Storia del turismo termale a Merano


Il lancio di Merano come stazione di cura avvenne nella prima metà del XIX secolo, dopo che nel 1836 la contessa viennese Mathilde von Schwarzenberg e il suo medico personale Johann Nepomuk Huber scoprirono la piccola cittadina e i suoi effetti benefici. L'acqua, il clima mite e le numerose giornate di sole vennero descritte per la prima volta - in forma di pubblicità turistica - nel libretto del medico Huber: "Über die Stadt Meran in Tirol, ihre Umgebung und ihr Klima. Nebst Bemerkungen über Milch-, Molken-, und Traubenkur und nahe Mineralquellen (Sulla città di Merano, i dintorni ed il suo clima. Con annotazioni sulla cura del latte, del siero e dell'uva e sulle vicine sorgenti minerali)". Malgrado Merano fosse priva di strutture adeguate, poteva già contare alcuni ospiti che vi si recavano per passare le vacanze. L'allora sindaco Valentin Haller intravide la possibilità di un'attività turistica della città e profuse tutto il suo impegno per trasformare Merano in un importante centro turistico.
Nel 1855, un gruppo di albergatori e ristoratori meranesi fondò l'Azienda di Cura, Soggiorno e Turismo e si iniziarono a registrare con molta precisione i nomi degli ospiti della città di cura nella cosiddetta "lista di cura". Essi unirono le loro forze per mettere in moto il turismo cittadino: vennero costruite nuove infrastrutture e ai tanti ospiti meranesi venne offerto un programma di intrattenimento sempre più fitto e interessante. L'Azienda di Soggiorno, la prima del Tirolo e presumibilmente la seconda al mondo dopo Karlsbad (1835), dette un notevole contributo alla rapida evoluzione di Merano da "cittadina addormentata" del XIX secolo a stazione di cura di fama mondiale. Risultato: un grande viavai di aristocratici ed artisti della Mitteleuropa.
L'inaugurazione del tratto ferroviario del Brennero, nel 1867 e, in seguito, il collegamento Merano-Bolzano nel 1881, determinarono l'inarrestabile ascesa di Merano a città di cura più importante del Tirolo. Durante la "belle époque", periodo aureo di Merano caratterizzato da un vero e proprio boom edilizio - vennero infatti costruiti palazzi all'avanguardia e in stile liberty -, il turismo cittadino subì un' ulteriore impennata. Dal nulla sorsero alberghi di lusso, pensioni, il campo sportivo, l'ippodromo, il teatro, il Kurhaus con il padiglione della musica, sale da ballo e sale concerti, ma anche l'ospedale e la teleferica per S. Vigilio. Vennero inoltre costruite le prime strade che collegavano la città ai paesi limitrofi permettendo così di scoprirne la bellezza.

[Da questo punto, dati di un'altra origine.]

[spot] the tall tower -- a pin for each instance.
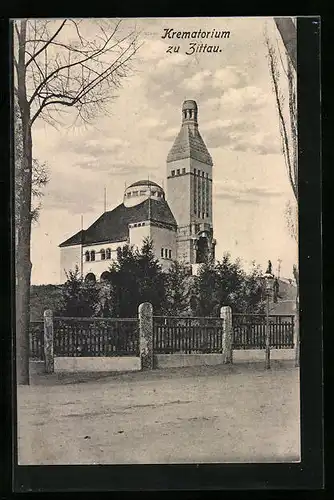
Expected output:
(189, 190)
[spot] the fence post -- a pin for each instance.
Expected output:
(296, 337)
(48, 341)
(226, 315)
(145, 312)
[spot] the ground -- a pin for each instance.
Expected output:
(239, 413)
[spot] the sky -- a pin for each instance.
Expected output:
(237, 120)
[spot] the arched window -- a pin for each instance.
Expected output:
(90, 278)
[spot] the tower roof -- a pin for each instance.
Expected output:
(189, 105)
(189, 142)
(144, 183)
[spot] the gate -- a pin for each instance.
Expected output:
(187, 335)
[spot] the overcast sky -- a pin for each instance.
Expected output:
(237, 120)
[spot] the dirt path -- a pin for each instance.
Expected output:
(203, 414)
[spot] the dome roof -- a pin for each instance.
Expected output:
(141, 190)
(144, 182)
(189, 105)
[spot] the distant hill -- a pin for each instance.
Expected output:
(44, 297)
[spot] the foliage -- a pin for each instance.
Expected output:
(136, 277)
(287, 124)
(226, 283)
(44, 297)
(177, 290)
(80, 298)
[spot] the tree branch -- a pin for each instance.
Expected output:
(47, 43)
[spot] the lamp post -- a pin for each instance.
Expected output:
(268, 287)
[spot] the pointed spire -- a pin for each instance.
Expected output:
(189, 142)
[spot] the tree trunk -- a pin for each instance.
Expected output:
(23, 229)
(23, 264)
(288, 33)
(297, 338)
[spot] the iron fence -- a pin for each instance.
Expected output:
(92, 337)
(249, 331)
(187, 335)
(36, 340)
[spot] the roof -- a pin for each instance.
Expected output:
(189, 144)
(145, 183)
(189, 105)
(113, 226)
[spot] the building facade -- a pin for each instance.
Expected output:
(181, 226)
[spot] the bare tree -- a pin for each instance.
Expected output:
(287, 30)
(59, 65)
(287, 125)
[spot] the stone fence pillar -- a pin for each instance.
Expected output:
(226, 315)
(296, 337)
(145, 313)
(48, 341)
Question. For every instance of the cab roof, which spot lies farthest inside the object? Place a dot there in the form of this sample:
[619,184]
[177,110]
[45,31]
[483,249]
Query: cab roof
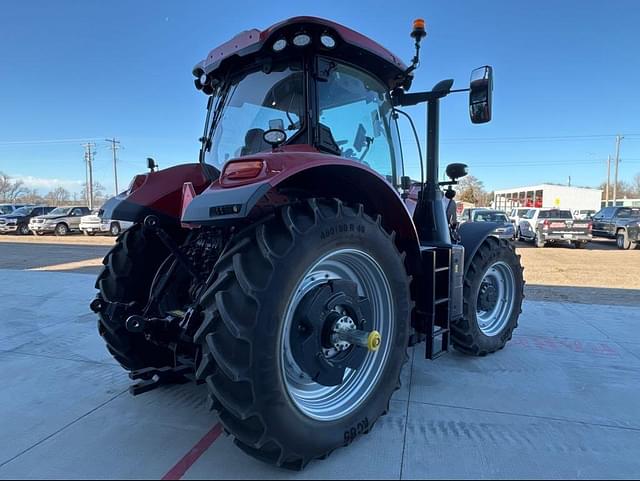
[351,46]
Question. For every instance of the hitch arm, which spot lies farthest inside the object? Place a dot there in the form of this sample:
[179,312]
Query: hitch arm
[152,223]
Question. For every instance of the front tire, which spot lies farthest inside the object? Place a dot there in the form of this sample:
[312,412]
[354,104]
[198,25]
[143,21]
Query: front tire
[493,294]
[115,229]
[126,277]
[274,416]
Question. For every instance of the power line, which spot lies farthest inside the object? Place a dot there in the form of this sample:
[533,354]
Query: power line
[88,157]
[49,141]
[115,145]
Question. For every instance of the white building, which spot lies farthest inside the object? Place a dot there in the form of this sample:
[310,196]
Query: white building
[548,195]
[623,203]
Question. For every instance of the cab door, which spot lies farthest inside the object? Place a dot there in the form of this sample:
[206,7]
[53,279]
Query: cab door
[600,221]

Merano si sviluppò molto presto da luogo di cura per malati di tubercolosi (XIX secolo) a punto d'incontro mondano per gli "ammalati di moda" e per l' elites europee. Infatti alla soglia della Prima guerra mondiale il 66% di tutti i villeggianti meranesi provenivano da paesi esterni alla monarchia austro-ungarica (71% tedeschi, 17% russi e 0,7% italiani). Le rinomate passeggiate meranesi si prestavano particolarmente per le tanto amate "passerelle", dove ci si recava per guardare e per essere guardati. Nel 1870/71 e poi ancora nel 1872, 1889 e 1897, l'imperatrice austriaca Elisabetta d'Austria ("Sissi") con la figlia Valerie e la sua corte, scelse Merano e, in particolare, Castel Trauttmansdorff quale luogo di villeggiatura. Le sue frequenti permanenze nella stazione climatica dettero un ulteriore slancio all'ascesa di Merano quale rinomata città di cura. Le passeggiate e i parchi appositamente realizzati, crearono presto un magnifico contrasto tra il paesaggio alpino e la vegetazione mediterranea, che oggi fa di Merano un unicum nel suo genere. Il paesaggio intatto, il clima mite, le varie cure termali e la ricca offerta culturale erano e sono tutt'oggi il traino del turismo meranese.